In traveling across the state and talking to businesses, the conversations quickly turned into conversations about education. National experts projected that by 2025 more than 55 percent of jobs in Tennessee would require a postsecondary credential. So we created the Drive to 55, knowing that if we didn’t change the jobs would go elsewhere.
The Tennessee Promise and Tennessee Reconnect programs are game-changers for our state. We changed the conversation for families around kitchen tables because we removed cost as a barrier to higher education. Now we can say that everyone can go to community or technical college free of tuition and fees. Our six state universities that were formerly part of the Tennessee Board of Regents now have local governing boards.
In K-12 education we did three big things.

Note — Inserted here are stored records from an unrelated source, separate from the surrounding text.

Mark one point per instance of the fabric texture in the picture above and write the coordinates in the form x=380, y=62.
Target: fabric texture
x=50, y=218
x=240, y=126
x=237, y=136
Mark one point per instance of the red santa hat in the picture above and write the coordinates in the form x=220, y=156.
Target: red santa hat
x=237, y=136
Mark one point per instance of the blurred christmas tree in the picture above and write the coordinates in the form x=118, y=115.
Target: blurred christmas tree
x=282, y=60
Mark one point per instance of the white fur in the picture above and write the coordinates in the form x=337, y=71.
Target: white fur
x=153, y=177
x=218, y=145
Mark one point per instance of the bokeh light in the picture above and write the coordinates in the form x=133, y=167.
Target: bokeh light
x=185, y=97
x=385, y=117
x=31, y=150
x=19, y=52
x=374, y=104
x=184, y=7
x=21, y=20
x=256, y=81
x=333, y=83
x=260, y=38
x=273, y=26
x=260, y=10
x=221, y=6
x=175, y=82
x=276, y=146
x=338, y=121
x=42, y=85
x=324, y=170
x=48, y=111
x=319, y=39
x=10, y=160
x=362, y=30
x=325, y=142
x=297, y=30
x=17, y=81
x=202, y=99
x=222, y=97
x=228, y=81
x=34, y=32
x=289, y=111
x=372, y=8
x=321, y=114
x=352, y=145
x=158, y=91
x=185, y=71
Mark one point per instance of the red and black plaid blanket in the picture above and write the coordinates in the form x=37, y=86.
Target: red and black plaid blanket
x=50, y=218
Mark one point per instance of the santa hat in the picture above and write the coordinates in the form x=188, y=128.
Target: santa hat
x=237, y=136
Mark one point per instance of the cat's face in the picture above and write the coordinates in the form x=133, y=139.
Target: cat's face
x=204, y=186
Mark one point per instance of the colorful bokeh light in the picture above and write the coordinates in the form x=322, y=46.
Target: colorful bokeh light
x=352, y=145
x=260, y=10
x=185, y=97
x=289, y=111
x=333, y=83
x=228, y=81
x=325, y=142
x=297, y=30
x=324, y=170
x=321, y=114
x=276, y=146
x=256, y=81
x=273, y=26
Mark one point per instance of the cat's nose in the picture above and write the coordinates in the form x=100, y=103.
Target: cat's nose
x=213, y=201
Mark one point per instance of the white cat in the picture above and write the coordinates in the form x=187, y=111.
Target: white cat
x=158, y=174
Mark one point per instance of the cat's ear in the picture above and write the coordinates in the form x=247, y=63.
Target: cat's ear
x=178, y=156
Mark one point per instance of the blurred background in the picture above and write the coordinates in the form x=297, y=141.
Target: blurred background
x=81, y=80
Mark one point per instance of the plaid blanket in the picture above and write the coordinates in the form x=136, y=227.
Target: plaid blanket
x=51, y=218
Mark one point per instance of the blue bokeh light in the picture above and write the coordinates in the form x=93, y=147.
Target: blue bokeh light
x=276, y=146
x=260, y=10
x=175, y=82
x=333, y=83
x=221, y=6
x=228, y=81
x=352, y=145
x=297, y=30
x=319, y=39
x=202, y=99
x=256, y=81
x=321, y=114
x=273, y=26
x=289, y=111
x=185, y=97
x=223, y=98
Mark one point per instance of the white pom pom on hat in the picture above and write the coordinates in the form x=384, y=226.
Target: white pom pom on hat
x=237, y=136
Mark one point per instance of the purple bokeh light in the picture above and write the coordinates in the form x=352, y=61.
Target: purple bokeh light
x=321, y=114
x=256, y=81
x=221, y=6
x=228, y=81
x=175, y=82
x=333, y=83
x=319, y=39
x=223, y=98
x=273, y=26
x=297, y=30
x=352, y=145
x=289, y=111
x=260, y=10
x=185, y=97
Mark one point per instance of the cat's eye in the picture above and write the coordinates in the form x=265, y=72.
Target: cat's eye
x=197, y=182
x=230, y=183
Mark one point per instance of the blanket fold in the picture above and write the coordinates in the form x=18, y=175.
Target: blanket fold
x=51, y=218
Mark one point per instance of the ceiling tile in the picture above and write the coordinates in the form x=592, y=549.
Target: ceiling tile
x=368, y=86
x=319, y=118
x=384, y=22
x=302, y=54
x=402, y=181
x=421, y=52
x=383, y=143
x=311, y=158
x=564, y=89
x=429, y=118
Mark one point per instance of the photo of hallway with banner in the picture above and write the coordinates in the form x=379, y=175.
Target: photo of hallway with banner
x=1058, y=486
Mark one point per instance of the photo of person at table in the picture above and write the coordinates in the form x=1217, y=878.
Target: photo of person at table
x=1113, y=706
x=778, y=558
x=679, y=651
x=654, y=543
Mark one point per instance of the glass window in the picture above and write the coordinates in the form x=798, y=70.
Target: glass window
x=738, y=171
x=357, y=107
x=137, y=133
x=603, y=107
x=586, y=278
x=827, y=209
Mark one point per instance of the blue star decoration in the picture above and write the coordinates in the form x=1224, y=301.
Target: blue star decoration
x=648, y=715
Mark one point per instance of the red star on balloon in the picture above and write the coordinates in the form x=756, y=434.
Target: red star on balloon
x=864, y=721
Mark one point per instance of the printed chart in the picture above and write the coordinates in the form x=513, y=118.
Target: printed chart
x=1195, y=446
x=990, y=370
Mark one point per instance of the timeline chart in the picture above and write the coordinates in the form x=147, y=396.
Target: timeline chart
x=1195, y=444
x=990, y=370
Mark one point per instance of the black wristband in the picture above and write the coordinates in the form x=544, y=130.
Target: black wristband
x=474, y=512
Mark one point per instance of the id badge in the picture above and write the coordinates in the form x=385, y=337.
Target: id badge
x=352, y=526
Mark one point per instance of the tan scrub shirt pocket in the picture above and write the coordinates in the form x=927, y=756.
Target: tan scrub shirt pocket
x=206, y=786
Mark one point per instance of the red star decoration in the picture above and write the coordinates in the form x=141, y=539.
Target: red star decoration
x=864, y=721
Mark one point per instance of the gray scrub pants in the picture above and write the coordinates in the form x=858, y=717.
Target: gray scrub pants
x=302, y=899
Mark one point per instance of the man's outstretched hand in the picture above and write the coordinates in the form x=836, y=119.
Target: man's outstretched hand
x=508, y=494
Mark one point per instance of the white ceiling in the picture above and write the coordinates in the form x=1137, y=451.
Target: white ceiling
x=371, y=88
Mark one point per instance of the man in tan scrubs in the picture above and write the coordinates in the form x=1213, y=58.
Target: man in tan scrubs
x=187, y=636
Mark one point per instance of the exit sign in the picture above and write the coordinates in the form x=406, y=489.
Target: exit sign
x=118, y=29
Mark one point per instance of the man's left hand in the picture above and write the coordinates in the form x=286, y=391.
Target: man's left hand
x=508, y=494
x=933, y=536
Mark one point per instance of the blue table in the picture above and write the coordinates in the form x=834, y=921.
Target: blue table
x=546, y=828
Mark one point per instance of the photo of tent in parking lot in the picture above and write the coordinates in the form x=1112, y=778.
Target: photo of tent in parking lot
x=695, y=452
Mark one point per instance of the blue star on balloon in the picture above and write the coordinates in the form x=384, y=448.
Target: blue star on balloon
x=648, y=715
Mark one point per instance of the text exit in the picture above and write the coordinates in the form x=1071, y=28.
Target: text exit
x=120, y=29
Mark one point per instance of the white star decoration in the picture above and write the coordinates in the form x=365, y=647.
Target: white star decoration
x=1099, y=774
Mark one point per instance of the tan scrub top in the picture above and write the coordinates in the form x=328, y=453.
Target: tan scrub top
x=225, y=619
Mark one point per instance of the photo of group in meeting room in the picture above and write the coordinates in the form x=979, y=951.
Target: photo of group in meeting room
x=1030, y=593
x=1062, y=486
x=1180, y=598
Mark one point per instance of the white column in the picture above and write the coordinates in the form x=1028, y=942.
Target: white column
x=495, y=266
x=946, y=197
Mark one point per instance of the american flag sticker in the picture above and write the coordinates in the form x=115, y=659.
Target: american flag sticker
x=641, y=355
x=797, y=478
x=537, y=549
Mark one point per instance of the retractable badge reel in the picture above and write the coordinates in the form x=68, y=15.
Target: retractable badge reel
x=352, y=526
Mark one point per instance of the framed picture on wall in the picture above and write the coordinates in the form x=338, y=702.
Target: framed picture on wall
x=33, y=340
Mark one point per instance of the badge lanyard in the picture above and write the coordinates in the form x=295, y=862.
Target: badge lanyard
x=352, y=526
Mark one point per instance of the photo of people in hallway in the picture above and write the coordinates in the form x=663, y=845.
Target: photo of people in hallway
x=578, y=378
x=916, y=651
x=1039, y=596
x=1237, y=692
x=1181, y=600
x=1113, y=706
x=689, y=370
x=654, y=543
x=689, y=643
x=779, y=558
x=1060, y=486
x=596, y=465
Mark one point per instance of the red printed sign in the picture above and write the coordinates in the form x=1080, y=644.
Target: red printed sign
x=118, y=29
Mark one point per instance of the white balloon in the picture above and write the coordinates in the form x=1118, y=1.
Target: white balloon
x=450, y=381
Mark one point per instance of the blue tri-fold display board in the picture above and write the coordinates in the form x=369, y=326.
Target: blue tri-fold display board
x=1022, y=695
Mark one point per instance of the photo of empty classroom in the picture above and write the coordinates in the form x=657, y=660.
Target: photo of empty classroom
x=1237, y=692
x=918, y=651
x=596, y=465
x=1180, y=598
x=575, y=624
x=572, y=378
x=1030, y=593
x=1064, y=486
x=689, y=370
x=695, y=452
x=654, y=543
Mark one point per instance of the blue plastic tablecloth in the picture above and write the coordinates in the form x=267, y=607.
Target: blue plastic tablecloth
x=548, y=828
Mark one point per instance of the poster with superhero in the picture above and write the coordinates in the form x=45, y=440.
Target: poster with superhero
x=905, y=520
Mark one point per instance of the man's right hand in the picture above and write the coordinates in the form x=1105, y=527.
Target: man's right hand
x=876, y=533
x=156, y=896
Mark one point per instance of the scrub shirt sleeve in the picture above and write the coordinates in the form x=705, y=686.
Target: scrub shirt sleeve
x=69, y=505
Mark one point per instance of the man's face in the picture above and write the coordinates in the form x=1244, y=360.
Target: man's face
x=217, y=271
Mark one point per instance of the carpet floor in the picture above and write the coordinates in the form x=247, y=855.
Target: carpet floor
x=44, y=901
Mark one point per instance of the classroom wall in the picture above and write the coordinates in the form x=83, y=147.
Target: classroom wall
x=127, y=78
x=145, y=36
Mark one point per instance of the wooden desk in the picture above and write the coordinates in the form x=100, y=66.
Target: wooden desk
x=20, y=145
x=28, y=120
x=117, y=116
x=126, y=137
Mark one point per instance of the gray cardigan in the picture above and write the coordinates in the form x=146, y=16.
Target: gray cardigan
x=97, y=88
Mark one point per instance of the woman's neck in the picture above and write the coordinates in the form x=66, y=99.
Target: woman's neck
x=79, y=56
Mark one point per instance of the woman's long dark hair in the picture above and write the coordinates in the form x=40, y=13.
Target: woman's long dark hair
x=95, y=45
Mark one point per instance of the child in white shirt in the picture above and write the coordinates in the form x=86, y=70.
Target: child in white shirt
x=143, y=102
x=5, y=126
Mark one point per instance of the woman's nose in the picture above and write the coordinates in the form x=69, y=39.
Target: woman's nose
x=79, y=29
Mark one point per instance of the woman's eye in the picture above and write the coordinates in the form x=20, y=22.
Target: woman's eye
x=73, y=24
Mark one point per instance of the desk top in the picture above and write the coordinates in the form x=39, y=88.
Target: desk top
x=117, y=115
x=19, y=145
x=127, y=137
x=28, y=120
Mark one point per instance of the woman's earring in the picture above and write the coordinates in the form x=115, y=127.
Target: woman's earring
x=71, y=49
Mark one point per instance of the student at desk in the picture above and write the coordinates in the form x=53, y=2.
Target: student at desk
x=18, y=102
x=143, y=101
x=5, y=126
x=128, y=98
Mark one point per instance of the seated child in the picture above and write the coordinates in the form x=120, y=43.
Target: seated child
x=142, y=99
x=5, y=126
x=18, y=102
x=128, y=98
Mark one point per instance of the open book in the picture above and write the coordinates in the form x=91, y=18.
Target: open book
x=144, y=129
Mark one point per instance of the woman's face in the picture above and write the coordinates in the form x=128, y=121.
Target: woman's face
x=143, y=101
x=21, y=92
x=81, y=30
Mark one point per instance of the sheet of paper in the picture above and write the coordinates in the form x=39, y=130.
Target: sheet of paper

We now have higher Tennessee standards. We tied our assessment of students to teachers’ evaluations and the evaluations to tenure. And we lifted the cap on charter schools.
So what are the results of all these efforts so far? We have the third lowest taxes in the country as percentage of personal income. We have the lowest debt per person in the country. Our Rainy Day Fund is at $800 million dollars, the highest it has ever been. For only the second time in our state’s history, we have a AAA bond rating from each of the three bond rating agencies.
The TEAM Act has made state government more responsive and we’re giving better customer service than ever before. This month Governing magazine asked its readers, “Can Other States Tap Tennessee’s Secret Sauce for Government Efficiency?”
So we have better service while we have cut more than $500 million in ongoing expenses out of our budget. We’ve cut taxes by more than $500 million, including the sales tax on food by nearly 30 percent. Through the IMPROVE Act we can provide for the next generation’s transportation network and help answer our state’s very real transportation needs.
The last two state budgets take on no new debt – the first time that’s ever happened. Unemployment is the lowest we’ve ever recorded at 3 percent, more than a full percentage point below the national average. We’ve added close to 400,000 jobs in the private sector. Tennessee students have posted the highest graduation rates in our state’s history. We’ve added more than $1.3 billion to K-12 education, with nearly $450 million of that going to teacher salaries. Tennessee students are the fast improving students in the nation.
Let’s not forget how we got here. I worry about us getting soft and losing that focus. As we look ahead to 2018, don’t let us lose sight of the Tennessee we can be. Help us stay focused on each challenge, and we’ll continue the hard and necessary work to reach our full potential as a state.